Tale religione fu fondata in India (Nepal) da Siddhartha Gautama, detto Buddha, nel sec. VI a.C. Essa si stacca dalla precedente concezione politeistica (risalente ai Veda) per rispondere alle esigenze di una «salvezza umana» (senza mediazione divina). Tale «salvezza» è essenzialmente un riscatto dalla condizione umana, sentita come penosa e insostenibile. Il buddismo conseguì un immediato successo, perché i problemi in esso proposti erano già presenti nella tradizione religiosa indiana, lasciando adito a soluzioni ambigue e contraddittorie rispetto all'ortodossia vedica. Il rapporto tra uomini e dei, nell'originaria concezione politeistica costituiva un limite alla condizione umana e, al tempo stesso, una salvezza, mediante l'aiuto divino ottenuto dall'azione cultuale.

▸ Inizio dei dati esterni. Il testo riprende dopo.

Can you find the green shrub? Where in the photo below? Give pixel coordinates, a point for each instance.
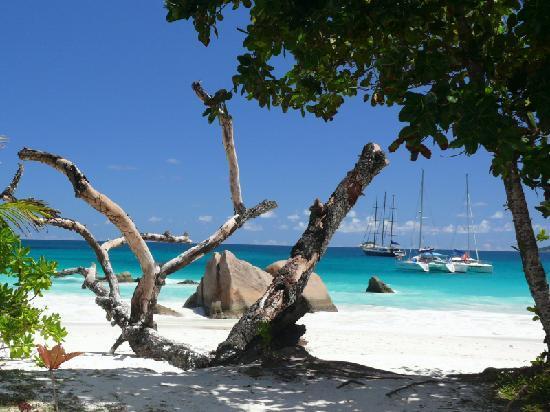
(27, 278)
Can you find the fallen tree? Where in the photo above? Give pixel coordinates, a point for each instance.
(277, 308)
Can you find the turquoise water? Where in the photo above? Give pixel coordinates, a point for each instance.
(345, 271)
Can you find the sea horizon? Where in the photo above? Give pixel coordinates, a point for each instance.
(25, 239)
(344, 270)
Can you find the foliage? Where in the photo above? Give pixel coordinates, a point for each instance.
(19, 320)
(25, 213)
(530, 388)
(466, 73)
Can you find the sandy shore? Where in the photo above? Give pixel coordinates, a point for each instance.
(424, 342)
(398, 340)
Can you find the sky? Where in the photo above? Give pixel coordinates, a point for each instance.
(107, 85)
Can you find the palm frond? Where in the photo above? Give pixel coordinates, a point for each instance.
(25, 214)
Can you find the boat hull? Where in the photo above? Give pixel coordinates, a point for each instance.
(382, 253)
(480, 268)
(441, 267)
(416, 266)
(460, 267)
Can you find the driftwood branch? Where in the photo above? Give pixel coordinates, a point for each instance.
(8, 194)
(90, 279)
(275, 307)
(217, 238)
(165, 237)
(226, 122)
(101, 255)
(116, 215)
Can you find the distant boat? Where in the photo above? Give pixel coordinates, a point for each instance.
(427, 259)
(371, 247)
(463, 258)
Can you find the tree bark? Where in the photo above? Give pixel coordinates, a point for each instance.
(7, 194)
(277, 307)
(117, 216)
(527, 244)
(226, 122)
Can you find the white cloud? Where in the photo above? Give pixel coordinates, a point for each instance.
(483, 227)
(272, 242)
(121, 168)
(252, 227)
(353, 225)
(507, 227)
(299, 226)
(268, 215)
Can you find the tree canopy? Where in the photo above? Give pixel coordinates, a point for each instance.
(466, 73)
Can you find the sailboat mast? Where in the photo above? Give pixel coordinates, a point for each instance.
(391, 222)
(384, 219)
(470, 217)
(375, 221)
(421, 210)
(468, 222)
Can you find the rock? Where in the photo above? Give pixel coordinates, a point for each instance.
(315, 292)
(230, 286)
(188, 282)
(191, 302)
(163, 310)
(377, 286)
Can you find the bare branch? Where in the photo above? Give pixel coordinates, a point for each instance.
(90, 279)
(7, 194)
(275, 306)
(218, 237)
(165, 237)
(120, 340)
(228, 140)
(103, 204)
(102, 256)
(67, 272)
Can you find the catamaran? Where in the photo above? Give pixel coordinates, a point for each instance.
(463, 258)
(370, 247)
(427, 259)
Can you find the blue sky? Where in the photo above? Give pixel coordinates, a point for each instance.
(107, 85)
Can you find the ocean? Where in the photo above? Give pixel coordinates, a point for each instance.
(344, 270)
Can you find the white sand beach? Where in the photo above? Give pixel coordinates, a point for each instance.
(415, 342)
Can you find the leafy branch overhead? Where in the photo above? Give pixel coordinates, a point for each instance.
(466, 74)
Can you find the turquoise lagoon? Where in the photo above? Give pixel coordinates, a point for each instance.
(345, 271)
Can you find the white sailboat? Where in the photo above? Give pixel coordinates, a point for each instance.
(465, 260)
(426, 259)
(371, 247)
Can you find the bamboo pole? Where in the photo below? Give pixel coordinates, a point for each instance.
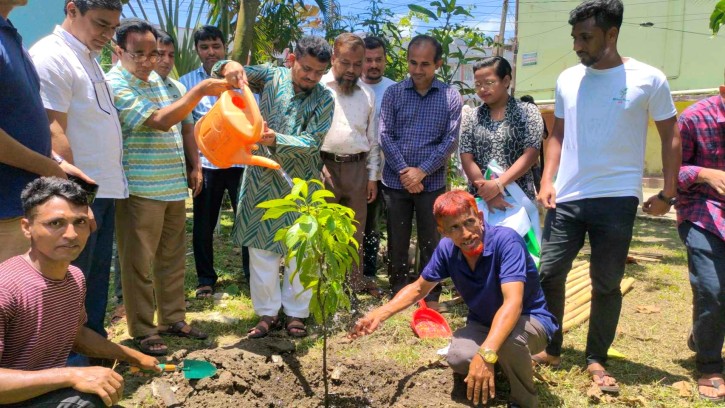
(578, 288)
(572, 283)
(574, 321)
(577, 274)
(568, 325)
(576, 311)
(584, 297)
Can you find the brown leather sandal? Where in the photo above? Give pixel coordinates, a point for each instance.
(176, 330)
(265, 325)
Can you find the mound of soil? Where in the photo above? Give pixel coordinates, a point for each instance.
(269, 373)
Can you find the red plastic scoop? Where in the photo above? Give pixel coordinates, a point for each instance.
(427, 323)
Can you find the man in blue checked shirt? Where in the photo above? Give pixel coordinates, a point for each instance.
(419, 122)
(211, 47)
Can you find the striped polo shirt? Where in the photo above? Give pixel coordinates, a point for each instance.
(39, 317)
(152, 159)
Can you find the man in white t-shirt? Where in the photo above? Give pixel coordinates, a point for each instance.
(372, 76)
(596, 156)
(85, 129)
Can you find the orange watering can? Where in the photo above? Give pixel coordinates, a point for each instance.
(227, 134)
(427, 323)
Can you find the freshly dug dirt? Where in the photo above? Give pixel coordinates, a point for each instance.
(269, 373)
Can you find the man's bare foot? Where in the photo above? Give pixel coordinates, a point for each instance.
(711, 387)
(545, 359)
(602, 378)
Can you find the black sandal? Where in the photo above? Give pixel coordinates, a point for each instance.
(265, 325)
(175, 330)
(295, 327)
(145, 344)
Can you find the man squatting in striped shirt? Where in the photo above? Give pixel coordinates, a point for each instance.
(42, 311)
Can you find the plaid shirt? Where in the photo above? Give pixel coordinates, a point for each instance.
(190, 80)
(702, 129)
(152, 159)
(419, 131)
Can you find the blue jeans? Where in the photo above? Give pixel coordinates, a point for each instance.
(609, 222)
(401, 205)
(62, 398)
(706, 263)
(95, 263)
(206, 213)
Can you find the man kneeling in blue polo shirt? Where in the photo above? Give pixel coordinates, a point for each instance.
(497, 278)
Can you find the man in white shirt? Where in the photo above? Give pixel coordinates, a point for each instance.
(596, 155)
(85, 129)
(372, 76)
(350, 152)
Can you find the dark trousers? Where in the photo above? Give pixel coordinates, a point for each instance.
(62, 398)
(706, 263)
(609, 222)
(371, 237)
(95, 263)
(206, 213)
(401, 205)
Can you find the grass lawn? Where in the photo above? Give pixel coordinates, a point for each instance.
(652, 333)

Tale rapporto si andò col tempo modificando, nel senso che l'azione cultuale da semplice strumento di mediazione divenne l'interesse precipuo della religione indiana, perché i sacerdoti, da mediatori tra uomini e dei, esaltarono l'atto di mediazione, il rito, come atto assoluto, generatore di quella forza (brahman) di cui gli stessi dei avevano bisogno per esistere. In questa si videro molti eremiti, asceti, santoni cercare, al di fuori di ogni sistema organizzato dalla casta sacerdotale, la propria via alla salvezza, attirando talora dei discepoli, che da soli si sentivano impari al ponderoso compito. Uno di questi gruppi, operante nell'India settentrionale, ebbe una fortuna particolare dando vita al buddismo, religione che, assieme al cristianesimo e all'islamismo, costituisce ancor oggi la triade delle religioni universalistiche.

-LE QUATTRO "VERITÀ"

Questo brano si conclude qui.